The current study did not evaluate CT scanning in direct comparison for the entire cohort, which is known to have high accuracy for appendicitis. However, our focus was on the initial workup comparing US with clinical assessment, as US is often the first-line imaging due to accessibility and safety. The relatively high rate of surgical confirmation (76.76%) provides a robust reference standard for a large portion of the cohort.
The challenges in diagnosing RIF pain, particularly in differentiating appendicitis from gynecological conditions in females, as highlighted by Ahmed et al. 1 and Standing et al., 6 are reflected in our data. Ultrasound, with its ability to visualize pelvic organs, proved superior to clinical assessment alone in this diverse patient group.
In conclusion, this study demonstrates that ultrasound has significantly better diagnostic performance than initial clinical-laboratory assessment for acute appendicitis in patients presenting with RIF pain in the studied Iraqi emergency settings. The higher sensitivity, specificity, predictive values, and overall accuracy of ultrasound underscore its role as a critical diagnostic tool. Factors such as US operator experience influence its accuracy, highlighting the need for continuous training and quality assurance.

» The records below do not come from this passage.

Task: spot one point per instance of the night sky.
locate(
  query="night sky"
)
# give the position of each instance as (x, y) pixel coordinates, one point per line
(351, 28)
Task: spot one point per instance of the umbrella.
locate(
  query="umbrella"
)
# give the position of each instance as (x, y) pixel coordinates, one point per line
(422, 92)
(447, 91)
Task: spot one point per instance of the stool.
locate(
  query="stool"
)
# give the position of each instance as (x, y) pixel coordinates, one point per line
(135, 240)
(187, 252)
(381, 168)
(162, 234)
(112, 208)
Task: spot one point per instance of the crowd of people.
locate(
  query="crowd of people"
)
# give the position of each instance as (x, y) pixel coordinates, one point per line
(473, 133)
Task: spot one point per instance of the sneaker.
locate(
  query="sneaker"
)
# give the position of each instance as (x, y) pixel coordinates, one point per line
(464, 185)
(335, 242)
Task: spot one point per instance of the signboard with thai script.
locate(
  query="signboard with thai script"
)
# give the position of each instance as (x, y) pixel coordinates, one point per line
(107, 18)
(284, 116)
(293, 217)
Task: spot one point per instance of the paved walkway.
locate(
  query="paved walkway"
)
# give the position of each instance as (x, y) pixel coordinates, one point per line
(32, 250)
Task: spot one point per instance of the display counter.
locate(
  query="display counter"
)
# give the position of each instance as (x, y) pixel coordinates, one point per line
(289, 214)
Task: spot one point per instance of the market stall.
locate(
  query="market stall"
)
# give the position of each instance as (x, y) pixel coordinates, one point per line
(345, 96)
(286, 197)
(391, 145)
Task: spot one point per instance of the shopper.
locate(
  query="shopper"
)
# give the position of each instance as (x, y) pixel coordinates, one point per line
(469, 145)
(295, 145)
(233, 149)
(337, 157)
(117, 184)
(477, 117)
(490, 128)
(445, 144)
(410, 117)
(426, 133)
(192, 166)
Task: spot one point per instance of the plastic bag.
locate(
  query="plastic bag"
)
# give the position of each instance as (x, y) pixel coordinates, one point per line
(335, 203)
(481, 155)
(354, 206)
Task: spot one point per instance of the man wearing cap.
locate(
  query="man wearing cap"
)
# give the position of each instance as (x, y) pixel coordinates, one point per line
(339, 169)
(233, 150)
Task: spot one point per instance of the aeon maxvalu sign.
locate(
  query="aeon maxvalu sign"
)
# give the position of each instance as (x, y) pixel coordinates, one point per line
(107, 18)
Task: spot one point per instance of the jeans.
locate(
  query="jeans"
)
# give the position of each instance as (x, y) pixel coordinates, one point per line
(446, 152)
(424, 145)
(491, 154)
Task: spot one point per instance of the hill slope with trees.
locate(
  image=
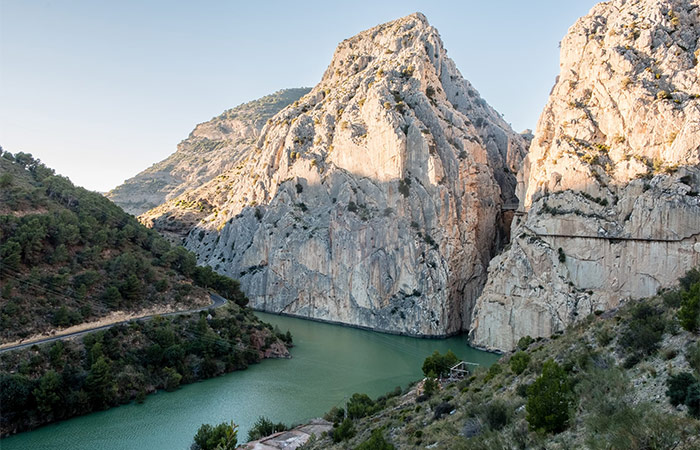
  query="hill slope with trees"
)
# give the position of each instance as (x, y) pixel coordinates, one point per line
(69, 256)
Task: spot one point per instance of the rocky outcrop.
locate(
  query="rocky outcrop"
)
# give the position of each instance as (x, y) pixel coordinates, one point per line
(609, 190)
(374, 200)
(211, 148)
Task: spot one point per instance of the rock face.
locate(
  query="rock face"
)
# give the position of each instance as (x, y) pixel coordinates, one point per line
(609, 190)
(375, 200)
(211, 148)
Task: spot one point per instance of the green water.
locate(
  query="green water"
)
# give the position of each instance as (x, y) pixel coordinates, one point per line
(329, 363)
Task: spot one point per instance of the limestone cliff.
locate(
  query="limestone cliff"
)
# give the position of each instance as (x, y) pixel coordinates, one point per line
(211, 148)
(375, 200)
(609, 190)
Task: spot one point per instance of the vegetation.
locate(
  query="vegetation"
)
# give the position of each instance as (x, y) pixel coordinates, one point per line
(58, 380)
(578, 389)
(437, 365)
(375, 442)
(69, 256)
(221, 437)
(265, 427)
(519, 362)
(549, 399)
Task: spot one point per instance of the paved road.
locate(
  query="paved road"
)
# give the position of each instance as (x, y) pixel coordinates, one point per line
(217, 302)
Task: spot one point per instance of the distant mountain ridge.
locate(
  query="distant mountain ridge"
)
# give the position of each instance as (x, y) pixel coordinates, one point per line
(211, 148)
(375, 200)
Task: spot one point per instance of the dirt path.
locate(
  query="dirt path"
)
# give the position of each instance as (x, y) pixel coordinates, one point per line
(105, 323)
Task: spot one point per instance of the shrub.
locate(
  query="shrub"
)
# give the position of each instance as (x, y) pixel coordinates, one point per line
(375, 442)
(524, 342)
(519, 362)
(442, 409)
(549, 399)
(497, 414)
(494, 370)
(344, 431)
(360, 405)
(692, 400)
(221, 437)
(430, 387)
(265, 427)
(678, 387)
(403, 187)
(644, 330)
(689, 312)
(692, 355)
(439, 365)
(335, 415)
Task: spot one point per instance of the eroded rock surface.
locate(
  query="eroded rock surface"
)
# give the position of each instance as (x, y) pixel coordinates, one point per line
(375, 200)
(609, 190)
(211, 148)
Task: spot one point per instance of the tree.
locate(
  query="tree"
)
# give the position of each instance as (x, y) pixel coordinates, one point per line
(100, 384)
(360, 405)
(265, 427)
(439, 365)
(549, 399)
(344, 431)
(519, 362)
(221, 437)
(172, 379)
(47, 394)
(689, 312)
(375, 442)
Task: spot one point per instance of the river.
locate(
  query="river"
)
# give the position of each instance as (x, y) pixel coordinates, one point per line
(329, 363)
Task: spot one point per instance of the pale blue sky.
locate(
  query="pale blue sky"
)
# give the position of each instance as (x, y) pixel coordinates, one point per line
(100, 90)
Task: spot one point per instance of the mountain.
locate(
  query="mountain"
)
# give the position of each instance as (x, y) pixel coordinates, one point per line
(211, 148)
(70, 256)
(375, 200)
(609, 206)
(628, 379)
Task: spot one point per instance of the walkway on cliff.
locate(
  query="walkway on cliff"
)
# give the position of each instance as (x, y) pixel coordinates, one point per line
(613, 239)
(217, 302)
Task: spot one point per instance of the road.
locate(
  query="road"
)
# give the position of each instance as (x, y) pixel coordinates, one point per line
(217, 302)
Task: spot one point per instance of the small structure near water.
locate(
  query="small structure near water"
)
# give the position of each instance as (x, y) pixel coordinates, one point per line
(460, 371)
(290, 439)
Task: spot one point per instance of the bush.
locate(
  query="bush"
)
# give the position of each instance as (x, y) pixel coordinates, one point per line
(678, 386)
(524, 342)
(360, 405)
(689, 312)
(644, 330)
(519, 362)
(494, 370)
(220, 437)
(375, 442)
(439, 365)
(549, 399)
(497, 415)
(265, 427)
(692, 355)
(335, 415)
(344, 431)
(442, 409)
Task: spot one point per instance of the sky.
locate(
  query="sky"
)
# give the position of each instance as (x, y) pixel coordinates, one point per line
(100, 90)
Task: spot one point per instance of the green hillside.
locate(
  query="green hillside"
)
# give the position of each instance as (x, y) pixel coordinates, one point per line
(626, 379)
(68, 256)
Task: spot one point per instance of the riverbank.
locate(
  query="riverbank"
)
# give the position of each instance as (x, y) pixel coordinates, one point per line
(328, 364)
(63, 379)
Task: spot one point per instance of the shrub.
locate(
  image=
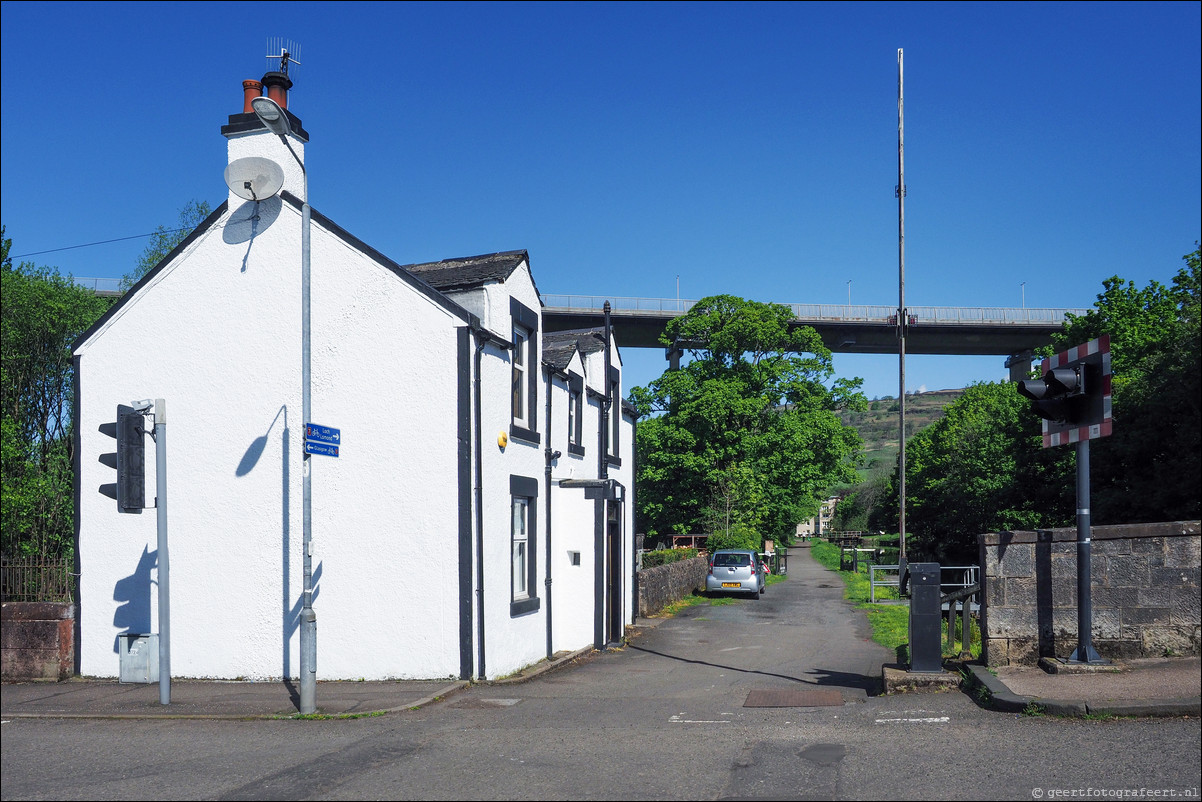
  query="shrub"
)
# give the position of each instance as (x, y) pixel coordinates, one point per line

While clinical acumen, particularly with experienced ED physicians, remains vital, integrating ultrasound early in the diagnostic pathway for RIF pain can lead to more accurate and timely diagnoses, potentially reducing diagnostic uncertainty and improving patient management. Further research could explore standardized ultrasound protocols and the impact of integrating US findings with clinical scoring systems in this specific population to optimize diagnostic pathways.
Footnotes
Declaration of conflicting interests
The author(s) declared no potential conflicts of interest with respect to the research, authorship, and/or publication of this article.
Funding
The author(s) received no financial support for the research, authorship, and/or publication of this article.
Ethical considerations
Institutional review board approval was waived at all institutions to access the hospital electronic medical records on November 15, 2023 (Approval Number: O-2-2023).
Consent to participate
Informed verbal consent was obtained from all subjects involved in the study.
Data Availability Statement
The datasets used and/or analyzed during the current study are available from the corresponding author on reasonable request.